An Adaptive Control Methodology for Spacecraft Attitude Tracking Under Model and Environmental Uncertainties.

This study investigates the attitude tracking problem for rigid spacecraft under model and environmental uncertainties. Two different control laws are separately developed and combined. First, based on a nominal attitude dynamic model assuming no uncertainty, the first controller is developed that exactly tracks a prespecified attitude reference trajectory with minimized control cost. The designer can generate this reference to prescribe desired performance specifications such as the maximum convergence time and overshoot.
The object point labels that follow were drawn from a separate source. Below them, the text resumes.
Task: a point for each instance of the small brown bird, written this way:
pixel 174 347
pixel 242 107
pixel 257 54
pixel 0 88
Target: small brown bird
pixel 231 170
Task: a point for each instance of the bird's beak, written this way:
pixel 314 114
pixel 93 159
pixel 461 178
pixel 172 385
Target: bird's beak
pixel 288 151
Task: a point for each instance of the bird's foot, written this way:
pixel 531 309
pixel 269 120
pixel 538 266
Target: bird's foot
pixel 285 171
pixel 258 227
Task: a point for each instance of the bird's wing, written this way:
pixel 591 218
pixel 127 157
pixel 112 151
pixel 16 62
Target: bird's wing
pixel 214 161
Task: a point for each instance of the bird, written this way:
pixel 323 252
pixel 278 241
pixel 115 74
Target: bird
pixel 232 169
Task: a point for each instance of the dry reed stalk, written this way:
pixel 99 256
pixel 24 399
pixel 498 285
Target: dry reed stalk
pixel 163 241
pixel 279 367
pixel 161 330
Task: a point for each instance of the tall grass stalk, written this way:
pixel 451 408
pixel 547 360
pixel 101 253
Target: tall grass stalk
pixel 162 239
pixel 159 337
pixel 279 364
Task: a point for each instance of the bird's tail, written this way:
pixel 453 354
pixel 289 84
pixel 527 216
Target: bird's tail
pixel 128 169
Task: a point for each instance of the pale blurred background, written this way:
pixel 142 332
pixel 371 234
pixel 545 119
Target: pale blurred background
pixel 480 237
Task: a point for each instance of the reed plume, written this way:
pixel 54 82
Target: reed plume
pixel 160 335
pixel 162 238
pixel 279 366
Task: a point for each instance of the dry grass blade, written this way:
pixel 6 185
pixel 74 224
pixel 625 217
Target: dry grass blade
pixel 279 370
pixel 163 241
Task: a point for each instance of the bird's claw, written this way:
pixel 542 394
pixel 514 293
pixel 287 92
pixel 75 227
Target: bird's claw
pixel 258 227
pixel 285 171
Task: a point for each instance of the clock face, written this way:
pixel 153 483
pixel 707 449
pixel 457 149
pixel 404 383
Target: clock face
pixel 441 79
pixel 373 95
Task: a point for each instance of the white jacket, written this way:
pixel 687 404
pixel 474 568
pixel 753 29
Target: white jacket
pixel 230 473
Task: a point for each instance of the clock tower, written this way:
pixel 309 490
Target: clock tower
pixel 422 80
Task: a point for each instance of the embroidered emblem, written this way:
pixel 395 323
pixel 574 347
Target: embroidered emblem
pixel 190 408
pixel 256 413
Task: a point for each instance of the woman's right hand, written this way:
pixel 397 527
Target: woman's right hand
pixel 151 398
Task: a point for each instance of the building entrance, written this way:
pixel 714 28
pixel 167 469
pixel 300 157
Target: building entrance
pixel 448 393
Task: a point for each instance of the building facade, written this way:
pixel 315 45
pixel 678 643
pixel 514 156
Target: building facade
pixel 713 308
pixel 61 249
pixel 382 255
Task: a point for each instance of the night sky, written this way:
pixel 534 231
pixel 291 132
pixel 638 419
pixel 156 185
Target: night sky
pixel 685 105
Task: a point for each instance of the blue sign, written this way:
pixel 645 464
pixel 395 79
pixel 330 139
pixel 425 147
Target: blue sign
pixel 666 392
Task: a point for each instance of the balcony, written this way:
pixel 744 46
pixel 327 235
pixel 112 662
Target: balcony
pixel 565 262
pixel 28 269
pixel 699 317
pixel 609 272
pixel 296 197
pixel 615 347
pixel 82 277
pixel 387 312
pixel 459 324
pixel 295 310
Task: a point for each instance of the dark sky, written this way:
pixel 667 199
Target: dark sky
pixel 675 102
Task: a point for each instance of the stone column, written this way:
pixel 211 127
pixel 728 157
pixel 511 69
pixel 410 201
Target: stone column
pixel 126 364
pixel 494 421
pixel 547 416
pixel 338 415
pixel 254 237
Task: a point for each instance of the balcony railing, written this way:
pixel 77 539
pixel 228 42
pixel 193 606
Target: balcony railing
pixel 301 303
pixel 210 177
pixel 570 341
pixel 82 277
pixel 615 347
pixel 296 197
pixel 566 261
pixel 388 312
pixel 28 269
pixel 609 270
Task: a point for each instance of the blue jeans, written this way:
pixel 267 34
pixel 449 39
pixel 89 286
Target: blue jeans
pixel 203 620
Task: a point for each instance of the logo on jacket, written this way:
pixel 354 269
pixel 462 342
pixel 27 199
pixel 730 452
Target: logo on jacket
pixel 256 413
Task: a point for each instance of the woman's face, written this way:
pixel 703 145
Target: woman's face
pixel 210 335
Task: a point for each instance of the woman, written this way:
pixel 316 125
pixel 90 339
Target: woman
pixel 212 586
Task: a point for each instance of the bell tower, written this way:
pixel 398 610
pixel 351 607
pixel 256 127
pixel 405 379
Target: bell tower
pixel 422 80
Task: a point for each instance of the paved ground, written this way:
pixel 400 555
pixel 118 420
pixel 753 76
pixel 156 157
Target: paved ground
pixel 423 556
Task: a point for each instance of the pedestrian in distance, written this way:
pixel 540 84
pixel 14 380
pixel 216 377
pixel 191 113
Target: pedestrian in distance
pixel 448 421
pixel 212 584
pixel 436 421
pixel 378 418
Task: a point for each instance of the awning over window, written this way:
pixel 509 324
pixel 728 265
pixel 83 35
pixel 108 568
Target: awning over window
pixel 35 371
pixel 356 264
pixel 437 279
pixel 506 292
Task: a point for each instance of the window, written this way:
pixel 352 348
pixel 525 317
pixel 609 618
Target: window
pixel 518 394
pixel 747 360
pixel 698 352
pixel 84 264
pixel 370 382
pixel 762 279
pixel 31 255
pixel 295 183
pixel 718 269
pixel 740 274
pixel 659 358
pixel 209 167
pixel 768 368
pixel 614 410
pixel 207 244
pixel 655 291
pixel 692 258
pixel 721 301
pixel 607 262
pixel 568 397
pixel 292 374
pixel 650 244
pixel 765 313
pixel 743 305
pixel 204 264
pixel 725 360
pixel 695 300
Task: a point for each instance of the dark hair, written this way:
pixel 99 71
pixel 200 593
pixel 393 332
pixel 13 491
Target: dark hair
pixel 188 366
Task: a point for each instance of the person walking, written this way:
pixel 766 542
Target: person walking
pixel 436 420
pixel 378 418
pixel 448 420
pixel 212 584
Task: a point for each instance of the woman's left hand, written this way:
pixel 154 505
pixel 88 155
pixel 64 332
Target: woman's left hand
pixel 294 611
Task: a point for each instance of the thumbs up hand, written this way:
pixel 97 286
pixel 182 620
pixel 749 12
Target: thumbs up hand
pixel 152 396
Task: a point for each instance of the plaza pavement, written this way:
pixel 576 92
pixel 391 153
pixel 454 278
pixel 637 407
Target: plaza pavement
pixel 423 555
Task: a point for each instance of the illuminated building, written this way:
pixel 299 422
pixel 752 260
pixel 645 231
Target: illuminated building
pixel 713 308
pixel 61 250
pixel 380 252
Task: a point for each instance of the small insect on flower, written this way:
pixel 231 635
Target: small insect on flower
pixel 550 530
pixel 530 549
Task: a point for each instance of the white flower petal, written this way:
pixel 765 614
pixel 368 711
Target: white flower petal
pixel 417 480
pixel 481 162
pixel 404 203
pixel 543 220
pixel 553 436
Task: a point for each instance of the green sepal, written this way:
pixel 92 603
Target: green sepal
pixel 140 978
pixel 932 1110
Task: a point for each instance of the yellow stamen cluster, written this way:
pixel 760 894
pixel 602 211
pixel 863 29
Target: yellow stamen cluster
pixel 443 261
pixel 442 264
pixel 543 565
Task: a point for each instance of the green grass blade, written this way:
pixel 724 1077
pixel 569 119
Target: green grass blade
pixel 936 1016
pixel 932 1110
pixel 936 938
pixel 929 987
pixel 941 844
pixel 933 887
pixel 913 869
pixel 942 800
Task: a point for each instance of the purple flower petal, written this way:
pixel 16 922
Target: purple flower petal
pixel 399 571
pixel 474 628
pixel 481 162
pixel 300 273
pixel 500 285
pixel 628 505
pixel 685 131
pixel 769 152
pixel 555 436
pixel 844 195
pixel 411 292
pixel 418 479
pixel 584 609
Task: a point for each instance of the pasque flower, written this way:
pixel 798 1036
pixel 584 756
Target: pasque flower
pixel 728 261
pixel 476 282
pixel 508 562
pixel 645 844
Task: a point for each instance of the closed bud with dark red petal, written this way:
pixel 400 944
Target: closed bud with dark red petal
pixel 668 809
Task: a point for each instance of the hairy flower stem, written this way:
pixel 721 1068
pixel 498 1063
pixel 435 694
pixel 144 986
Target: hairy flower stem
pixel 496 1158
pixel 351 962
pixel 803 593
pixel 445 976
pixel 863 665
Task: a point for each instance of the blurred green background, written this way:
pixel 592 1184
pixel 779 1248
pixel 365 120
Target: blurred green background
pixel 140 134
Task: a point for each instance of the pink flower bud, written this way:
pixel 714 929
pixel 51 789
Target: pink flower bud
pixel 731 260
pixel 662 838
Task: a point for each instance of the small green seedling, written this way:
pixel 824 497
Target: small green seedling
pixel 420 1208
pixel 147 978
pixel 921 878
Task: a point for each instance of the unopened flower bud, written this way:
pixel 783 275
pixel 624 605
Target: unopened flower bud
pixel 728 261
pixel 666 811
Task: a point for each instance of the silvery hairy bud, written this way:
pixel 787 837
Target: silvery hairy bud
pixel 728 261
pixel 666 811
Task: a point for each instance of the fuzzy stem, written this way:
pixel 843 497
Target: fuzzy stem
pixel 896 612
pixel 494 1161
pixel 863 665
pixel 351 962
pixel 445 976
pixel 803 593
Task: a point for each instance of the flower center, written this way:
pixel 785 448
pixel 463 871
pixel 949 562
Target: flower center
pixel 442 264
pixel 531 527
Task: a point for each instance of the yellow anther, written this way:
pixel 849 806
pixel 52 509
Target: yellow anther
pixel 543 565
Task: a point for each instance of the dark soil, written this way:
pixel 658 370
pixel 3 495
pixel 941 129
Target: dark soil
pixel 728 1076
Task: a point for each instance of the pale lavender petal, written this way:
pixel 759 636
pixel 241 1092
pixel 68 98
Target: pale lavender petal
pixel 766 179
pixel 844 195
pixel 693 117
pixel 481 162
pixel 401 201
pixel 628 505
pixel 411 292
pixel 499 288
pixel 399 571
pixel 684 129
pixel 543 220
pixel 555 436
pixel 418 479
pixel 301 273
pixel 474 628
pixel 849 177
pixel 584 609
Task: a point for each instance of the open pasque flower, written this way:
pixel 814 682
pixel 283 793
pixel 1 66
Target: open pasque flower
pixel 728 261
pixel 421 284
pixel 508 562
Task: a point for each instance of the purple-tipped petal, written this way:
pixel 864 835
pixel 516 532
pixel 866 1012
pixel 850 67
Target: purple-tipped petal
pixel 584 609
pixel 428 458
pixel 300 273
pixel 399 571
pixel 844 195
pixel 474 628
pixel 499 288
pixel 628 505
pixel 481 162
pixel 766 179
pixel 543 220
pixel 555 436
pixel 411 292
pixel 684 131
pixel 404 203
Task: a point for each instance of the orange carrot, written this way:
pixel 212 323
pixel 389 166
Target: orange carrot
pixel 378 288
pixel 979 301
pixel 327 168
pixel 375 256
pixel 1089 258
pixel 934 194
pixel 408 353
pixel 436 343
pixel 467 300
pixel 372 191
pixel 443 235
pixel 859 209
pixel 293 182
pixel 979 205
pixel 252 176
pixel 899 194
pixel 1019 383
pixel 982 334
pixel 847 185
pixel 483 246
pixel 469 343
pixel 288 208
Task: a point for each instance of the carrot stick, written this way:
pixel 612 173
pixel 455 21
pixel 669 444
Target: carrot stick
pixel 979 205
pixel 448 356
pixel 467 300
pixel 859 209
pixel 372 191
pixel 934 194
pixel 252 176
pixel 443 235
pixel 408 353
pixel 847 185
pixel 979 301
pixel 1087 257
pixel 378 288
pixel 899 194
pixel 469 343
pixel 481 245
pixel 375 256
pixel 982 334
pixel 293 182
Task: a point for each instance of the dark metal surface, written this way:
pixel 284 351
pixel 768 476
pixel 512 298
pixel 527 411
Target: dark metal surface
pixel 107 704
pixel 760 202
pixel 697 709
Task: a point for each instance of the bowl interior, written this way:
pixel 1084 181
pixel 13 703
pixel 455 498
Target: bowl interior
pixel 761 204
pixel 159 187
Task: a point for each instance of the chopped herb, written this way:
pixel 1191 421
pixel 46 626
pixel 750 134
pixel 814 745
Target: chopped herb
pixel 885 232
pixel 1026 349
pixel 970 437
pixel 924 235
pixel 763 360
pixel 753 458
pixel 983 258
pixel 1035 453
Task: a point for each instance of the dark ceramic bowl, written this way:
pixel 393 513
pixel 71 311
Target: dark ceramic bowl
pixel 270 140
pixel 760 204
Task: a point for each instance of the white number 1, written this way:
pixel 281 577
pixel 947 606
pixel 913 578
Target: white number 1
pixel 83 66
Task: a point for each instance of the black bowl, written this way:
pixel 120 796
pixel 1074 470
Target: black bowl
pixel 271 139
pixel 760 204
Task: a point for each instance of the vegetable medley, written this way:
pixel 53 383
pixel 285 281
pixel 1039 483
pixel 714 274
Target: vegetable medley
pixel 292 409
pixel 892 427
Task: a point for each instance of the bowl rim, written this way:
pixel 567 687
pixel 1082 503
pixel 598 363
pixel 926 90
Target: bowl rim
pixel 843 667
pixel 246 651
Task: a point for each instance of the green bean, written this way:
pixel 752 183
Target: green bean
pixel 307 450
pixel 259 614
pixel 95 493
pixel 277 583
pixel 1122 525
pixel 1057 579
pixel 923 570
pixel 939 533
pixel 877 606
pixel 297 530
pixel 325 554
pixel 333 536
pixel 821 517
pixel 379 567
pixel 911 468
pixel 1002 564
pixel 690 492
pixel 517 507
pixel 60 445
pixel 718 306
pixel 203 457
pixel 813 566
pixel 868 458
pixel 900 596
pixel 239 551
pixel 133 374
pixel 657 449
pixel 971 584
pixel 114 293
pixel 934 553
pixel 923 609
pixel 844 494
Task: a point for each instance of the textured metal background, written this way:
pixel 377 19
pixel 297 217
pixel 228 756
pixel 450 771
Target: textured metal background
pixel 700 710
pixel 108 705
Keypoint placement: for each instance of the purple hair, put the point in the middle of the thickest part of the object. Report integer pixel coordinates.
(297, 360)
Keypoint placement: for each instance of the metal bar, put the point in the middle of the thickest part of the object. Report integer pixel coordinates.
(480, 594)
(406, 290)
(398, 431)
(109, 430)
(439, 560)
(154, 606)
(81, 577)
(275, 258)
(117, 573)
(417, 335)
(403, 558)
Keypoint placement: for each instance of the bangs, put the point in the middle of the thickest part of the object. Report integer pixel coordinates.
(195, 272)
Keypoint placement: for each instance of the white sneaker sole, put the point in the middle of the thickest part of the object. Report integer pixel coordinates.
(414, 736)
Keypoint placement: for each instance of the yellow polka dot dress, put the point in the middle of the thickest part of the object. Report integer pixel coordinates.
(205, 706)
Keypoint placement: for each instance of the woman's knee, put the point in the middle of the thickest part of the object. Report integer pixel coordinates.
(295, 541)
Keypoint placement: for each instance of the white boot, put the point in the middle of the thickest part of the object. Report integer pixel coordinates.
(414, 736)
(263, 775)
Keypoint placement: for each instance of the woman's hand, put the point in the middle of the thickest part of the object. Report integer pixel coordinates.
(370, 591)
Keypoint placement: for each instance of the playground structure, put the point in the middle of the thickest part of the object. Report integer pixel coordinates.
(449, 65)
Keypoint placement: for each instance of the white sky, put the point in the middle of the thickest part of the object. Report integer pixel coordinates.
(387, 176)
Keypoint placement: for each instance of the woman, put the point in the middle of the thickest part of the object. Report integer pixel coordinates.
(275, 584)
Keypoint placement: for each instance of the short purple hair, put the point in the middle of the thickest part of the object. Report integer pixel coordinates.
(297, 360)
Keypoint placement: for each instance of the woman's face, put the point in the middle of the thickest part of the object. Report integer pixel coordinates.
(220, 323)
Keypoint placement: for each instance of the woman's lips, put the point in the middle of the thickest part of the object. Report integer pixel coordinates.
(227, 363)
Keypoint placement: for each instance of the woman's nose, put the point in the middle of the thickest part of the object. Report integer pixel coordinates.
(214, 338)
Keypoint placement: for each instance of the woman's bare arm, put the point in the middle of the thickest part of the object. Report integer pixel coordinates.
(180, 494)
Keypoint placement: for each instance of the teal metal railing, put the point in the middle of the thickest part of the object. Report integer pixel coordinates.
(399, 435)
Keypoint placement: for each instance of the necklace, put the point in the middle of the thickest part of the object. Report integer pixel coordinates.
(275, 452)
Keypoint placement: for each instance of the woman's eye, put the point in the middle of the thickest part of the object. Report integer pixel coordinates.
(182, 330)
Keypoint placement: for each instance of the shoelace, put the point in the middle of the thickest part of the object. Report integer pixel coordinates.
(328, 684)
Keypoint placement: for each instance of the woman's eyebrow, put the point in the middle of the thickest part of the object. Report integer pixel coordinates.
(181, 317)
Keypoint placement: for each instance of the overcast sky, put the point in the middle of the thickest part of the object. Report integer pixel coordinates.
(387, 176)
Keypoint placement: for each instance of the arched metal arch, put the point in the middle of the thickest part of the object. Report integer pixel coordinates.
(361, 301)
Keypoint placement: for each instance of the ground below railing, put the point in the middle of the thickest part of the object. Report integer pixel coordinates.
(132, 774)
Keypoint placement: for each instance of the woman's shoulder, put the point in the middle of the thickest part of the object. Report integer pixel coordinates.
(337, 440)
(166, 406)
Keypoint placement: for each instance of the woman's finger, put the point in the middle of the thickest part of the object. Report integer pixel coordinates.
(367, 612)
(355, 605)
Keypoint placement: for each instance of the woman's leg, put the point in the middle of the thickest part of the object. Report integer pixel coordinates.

Next, an uncertain attitude dynamic system is considered, and the second controller is designed and added so that the controlled system can successfully track the predesigned reference trajectory with a user-specified tolerance even subject to uncertainty whose bounds are unknown. Compared to existing adaptive control schemes, the proposed approach possesses a very simple structure with a small number of control parameters and is not computationally intensive, making it more attractive for practical implementation. The proposed control laws generate smooth control signals and any information about the uncertainty bound is not needed in its design. Simulation results are provided to demonstrate the practical feasibility of the proposed approach, where reorientation/slew maneuvers of a large spacecraft are considered. The effects of limitations on the control torques are also investigated to show the effectiveness of the control methodology developed herein.